Saya tunda membalasnya. Karena saya punya topik baru yang mau saya ceritakan pada-Nya. Saya teringat beberapa orang, hmm..baiklah, beberapa ini kita ganti jadi banyak. Saya ulangi. Saya teringat banyak orang yang mungkin tak sengaja tersakiti oleh saya. Pria dan wanita. Tapi sepertinya lebih banyak yang setelah kata “dan”.

Saya ingin meminta maaf sama mereka. Maaf atas segala ketidakpekaan saya, ketidaksopanan saya, keteledoran saya, kebodohan dan kejahilan saya lainnya sama mereka. Tapi saya bingung mau memulai minta maafnya dari mana? Baiklah nanti saja pas lebaran tiba saya minta maaf lagi. Pas lebaran say ga butuh ngomong minta maafnya dari mana, langsung aja minta maaf atas segalanya. Saat lebaran kemarin pun sebetulnya saya sudah minta maaf sama mereka. Tapi entahlah dimaafkan atau tidak, yang jelas saya sudah usaha.

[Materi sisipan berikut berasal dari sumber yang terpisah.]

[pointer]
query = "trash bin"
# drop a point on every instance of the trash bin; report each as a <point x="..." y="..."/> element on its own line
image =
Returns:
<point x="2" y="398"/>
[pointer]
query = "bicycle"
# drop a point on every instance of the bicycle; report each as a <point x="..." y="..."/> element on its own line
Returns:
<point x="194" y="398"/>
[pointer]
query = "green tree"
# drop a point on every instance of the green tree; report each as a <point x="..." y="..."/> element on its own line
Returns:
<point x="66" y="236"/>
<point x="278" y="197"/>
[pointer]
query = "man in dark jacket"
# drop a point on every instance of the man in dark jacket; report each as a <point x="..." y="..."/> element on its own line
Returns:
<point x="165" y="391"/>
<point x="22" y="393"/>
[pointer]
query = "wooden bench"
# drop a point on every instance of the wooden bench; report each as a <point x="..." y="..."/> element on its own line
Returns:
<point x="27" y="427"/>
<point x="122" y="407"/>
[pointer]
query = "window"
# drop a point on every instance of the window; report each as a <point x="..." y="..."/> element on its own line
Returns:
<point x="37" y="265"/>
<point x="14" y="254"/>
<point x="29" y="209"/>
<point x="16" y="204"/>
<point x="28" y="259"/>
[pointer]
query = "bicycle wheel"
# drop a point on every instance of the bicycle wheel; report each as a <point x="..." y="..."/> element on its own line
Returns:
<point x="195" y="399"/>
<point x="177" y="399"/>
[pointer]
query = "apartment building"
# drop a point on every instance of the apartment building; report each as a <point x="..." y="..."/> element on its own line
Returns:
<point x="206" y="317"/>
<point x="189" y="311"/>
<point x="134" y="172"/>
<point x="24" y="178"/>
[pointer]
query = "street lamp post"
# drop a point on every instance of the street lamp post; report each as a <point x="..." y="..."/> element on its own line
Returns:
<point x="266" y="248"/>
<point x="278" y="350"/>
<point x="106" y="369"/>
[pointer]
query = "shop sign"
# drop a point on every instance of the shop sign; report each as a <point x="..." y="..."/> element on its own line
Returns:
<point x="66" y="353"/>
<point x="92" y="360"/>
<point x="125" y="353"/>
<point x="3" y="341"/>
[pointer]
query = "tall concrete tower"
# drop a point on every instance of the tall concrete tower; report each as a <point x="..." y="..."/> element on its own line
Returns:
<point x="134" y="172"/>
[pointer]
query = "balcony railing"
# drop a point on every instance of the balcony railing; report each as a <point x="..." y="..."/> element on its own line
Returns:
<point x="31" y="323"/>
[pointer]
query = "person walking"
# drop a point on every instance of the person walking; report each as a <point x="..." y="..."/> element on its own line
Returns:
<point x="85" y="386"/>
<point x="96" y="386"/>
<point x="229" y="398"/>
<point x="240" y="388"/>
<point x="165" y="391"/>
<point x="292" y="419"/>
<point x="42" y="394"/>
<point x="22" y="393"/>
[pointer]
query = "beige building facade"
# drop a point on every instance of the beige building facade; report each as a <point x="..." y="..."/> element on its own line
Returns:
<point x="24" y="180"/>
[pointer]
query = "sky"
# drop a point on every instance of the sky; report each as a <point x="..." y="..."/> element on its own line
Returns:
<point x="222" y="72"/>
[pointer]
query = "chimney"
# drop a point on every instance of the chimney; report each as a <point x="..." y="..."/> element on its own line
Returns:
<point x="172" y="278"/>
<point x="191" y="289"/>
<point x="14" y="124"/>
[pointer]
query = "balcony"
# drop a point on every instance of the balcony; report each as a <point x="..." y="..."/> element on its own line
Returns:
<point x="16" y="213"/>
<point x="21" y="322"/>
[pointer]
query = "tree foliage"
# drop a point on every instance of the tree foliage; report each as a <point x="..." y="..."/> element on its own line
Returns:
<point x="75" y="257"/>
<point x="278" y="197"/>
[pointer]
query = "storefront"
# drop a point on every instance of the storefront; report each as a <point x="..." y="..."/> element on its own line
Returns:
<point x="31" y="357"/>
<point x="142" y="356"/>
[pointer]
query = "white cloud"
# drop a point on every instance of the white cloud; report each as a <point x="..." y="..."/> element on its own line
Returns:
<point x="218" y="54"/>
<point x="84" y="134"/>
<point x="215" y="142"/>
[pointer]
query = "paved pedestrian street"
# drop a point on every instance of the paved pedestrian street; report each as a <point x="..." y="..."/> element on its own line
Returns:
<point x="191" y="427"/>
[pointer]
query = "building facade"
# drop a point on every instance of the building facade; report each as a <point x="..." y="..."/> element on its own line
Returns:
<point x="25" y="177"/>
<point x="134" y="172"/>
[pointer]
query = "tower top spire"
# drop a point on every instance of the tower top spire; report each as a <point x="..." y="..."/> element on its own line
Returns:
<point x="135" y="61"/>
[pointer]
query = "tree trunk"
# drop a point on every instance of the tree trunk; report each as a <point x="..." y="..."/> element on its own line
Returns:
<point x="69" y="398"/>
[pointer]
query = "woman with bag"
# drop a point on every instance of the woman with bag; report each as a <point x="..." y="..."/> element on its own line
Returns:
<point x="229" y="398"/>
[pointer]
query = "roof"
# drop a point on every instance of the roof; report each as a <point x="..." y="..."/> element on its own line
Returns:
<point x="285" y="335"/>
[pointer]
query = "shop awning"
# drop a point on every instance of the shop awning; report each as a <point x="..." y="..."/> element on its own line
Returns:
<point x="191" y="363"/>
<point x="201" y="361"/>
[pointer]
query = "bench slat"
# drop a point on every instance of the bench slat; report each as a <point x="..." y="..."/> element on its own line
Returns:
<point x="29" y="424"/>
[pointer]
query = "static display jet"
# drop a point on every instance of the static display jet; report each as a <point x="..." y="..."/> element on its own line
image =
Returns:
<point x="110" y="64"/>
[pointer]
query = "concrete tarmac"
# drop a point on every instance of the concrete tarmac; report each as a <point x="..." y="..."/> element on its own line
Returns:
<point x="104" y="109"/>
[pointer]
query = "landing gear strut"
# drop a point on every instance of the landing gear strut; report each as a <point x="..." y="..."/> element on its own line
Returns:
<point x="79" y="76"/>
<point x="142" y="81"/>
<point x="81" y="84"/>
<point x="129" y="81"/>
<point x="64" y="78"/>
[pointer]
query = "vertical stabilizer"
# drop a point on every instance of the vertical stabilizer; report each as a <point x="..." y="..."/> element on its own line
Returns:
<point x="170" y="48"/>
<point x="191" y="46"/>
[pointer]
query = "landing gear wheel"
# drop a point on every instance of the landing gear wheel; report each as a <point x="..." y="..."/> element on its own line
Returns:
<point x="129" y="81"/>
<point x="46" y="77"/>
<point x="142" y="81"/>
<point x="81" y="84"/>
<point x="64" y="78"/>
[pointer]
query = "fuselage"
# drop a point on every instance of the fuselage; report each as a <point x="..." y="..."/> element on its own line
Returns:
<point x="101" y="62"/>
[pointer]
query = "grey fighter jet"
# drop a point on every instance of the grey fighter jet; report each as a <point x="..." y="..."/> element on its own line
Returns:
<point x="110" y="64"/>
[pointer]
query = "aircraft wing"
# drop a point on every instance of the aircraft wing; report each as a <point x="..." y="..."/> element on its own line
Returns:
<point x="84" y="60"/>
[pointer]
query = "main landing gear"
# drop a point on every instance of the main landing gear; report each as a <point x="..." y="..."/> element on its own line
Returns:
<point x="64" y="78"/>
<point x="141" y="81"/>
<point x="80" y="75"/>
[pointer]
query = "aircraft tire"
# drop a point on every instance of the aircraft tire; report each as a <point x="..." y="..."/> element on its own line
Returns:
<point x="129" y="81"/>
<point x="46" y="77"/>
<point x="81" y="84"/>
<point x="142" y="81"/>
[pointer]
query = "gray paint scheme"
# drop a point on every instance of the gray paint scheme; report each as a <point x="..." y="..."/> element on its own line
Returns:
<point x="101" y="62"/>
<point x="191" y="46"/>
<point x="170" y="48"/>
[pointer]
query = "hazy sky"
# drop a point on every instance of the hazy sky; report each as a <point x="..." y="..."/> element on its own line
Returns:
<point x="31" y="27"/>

Selesai ritual saya ke kamar mandi untuk buang air kecil. Lalu ke kamar lagi untuk tidur tapi tidak janganlah dulu saya tidur. Saya harus membalas sms yang tadi masuk. Saya balas sms-nya dengan sedikit bercanda. Dia balas, saya balas lagi. Kali ini dengan kata-kata yang serius tapi maksud hati sebenarnya ingin bercanda. Kejahilan saya kembali datang. Efek abis ketemu skripsi seharian kali ya? Apa hubungannya? Ada, otak saya penat sama yang serius-serius, jadi butuh di-refresh pake becandaan..

Dia balas sms saya dan saya pun balik membalas. Lagi, masih dengan kata-kata serius yang kalo sempat diperhatikan itu hanya sebuah jebakan kata-kata untuknya. Saya tunggu beberapa menit sambil membaca novel yang entah saya sendiri lupa belinya kapan. Setelah 15 menitan tak kunjung ada sms yang masuk lagi. Dia tidak membalas. Saya pun matikan lampu kamar, bersembunyi dibalik selimut, lalu mata saya terpejam, tidurlah saya.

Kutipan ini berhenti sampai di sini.